Researchers have identified a protein that is critical for keeping adult cells from turning back into induced pluripotent stem (iPS) cells. In cells that lack this protein, the transcription factor cocktail that is used to turn cells into iPS cells worked basically without fail; the efficiency of generating such cells skyrocketed from 1 percent of cells to more than 90 percent.

Pluripotency is a double-edged sword. It is necessary for getting a whole organism out of a single cell. But in order to actually get anywhere with the work of making an organism, cells quickly need to give up their potential and settle down into one role. And stick with it.

As a result, during development, Jacob Hanna told BioWorld Today, “the stem cell state is not retained – it is very transient.”

Pluripotency lasts for only a few days, and by the time the embryo implants into the uterine wall, the party’s over. “This brake comes on, and it stays on, in every cell in our body” – including the adult cells that are reprogrammed in the generation of iPS cells. Given this state of affairs, the fact that induced pluripotent stem cells (iPSCs) exist at all – that it is possible to reprogram an adult cell into an embryonic stem cell-like state by the addition of a mere four transcription factors – is astonishing.

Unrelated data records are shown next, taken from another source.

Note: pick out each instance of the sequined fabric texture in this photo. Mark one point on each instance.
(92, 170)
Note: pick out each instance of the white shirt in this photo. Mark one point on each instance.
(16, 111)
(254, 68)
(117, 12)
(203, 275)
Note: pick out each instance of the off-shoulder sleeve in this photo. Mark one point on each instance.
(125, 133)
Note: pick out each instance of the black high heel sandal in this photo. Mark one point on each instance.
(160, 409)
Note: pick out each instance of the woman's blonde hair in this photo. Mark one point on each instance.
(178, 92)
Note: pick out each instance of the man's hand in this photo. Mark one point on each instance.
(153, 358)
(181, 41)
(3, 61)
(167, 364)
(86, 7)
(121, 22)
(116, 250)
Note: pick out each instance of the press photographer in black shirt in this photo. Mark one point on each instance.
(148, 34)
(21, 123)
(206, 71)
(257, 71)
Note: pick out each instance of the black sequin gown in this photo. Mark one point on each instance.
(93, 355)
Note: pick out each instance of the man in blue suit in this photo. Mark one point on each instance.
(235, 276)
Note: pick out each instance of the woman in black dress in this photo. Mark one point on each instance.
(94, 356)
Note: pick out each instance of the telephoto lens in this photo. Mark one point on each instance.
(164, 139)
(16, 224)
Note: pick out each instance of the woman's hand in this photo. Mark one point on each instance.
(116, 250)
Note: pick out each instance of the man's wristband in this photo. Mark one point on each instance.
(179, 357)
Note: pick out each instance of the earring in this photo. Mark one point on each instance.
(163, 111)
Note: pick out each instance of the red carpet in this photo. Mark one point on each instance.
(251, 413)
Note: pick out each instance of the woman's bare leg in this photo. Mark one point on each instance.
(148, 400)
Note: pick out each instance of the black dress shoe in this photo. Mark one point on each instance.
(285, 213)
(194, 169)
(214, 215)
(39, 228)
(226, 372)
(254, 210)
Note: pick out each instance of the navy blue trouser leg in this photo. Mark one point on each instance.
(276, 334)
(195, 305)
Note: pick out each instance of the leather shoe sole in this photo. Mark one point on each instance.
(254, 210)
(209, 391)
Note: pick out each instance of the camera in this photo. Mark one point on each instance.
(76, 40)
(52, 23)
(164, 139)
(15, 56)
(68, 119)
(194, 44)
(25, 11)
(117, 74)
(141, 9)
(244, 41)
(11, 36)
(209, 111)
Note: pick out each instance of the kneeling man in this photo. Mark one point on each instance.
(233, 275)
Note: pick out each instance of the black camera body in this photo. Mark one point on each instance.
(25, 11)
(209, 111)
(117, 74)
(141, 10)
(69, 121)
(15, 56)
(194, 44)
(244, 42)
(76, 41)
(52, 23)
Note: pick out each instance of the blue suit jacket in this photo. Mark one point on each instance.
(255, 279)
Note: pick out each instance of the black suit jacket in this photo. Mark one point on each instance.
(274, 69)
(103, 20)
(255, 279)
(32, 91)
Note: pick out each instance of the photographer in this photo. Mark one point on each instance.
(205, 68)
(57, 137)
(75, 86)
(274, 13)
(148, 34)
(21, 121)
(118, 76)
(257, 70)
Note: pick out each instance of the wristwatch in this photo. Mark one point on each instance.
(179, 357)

And the reason why most cells do not turn into iPS cells even when reprogramming factors are added becomes obvious. Such transduction in the presence of inhibitory factors is essentially an attempt to push them into pluripotency without removing the obstacles in their way.

Hanna, who is at the Israeli Weizmann Institute, likened reprogramming under the influence of the repressor to “driving a car by pressing on the gas and the brake at the same time.”

In their experiments, which were published in the Sept 18, 2013, advance online edition of Nature, Hanna and his colleagues first identified Mbd3 as a possible master of repressing stem cell-like behavior through screening experiments. They found that when they depleted cells of Mbd3 before adding the usual cocktail of reprogramming factors, the efficiency of reprogramming skyrocketed to nearly 100 percent. Moreover, the cells reprogrammed more or less in lockstep, rather than at random times after the addition of the reprogramming factors.

Last week, Spanish researchers reported that they have managed to make iPS cells directly in vivo, rather than in cell culture. (See BioWorld Today, Sept. 12, 2013.)

Hanna said that blocking Mbd3 could also be done in vivo, so that the two methods could potentially be combined – although he was skeptical of the Spanish team’s assertions that the in vivo cells are closer to totipotency than those produced in culture, calling those assertions “unproven claims.”

Hanna said that the work could improve the chances for using iPS cells clinically directly. Even though such transplantation does not need numbers of cells that are out of reach with the current efficiencies. But Hanna noted that to make such cells true contenders for the clinic “we need methods that do not modify the genome.” The efficiency of such methods is currently far below the 1 percent that can be achieved by inserting the genes for transcription factors, and so increases makes it much more realistic to use such methods for generating iPS.

But the work may ultimately be more influential by allowing scientists to better understand iPS cells than by its effects on their ability to make the cells in the first place.

Hanna pointed out that because each adult cell transforms into an iPS cell according to its own timetable, and only 1 percent of them transform at all, it is currently a tall order to study such cells prospectively. Basically, the only way to do so is to follow 99 cells that don’t transform for every cell that does and yields data – a daunting enterprise no matter how much high-speed computing and high-throughput measurements are applied to it.

As a result, transformation has remained a black box of sorts – until now. The team’s discovery of Mbd3 means, Hanna said, “that we can finally study the mechanisms of transformation, because we are not dealing with only 1 percent of cells.”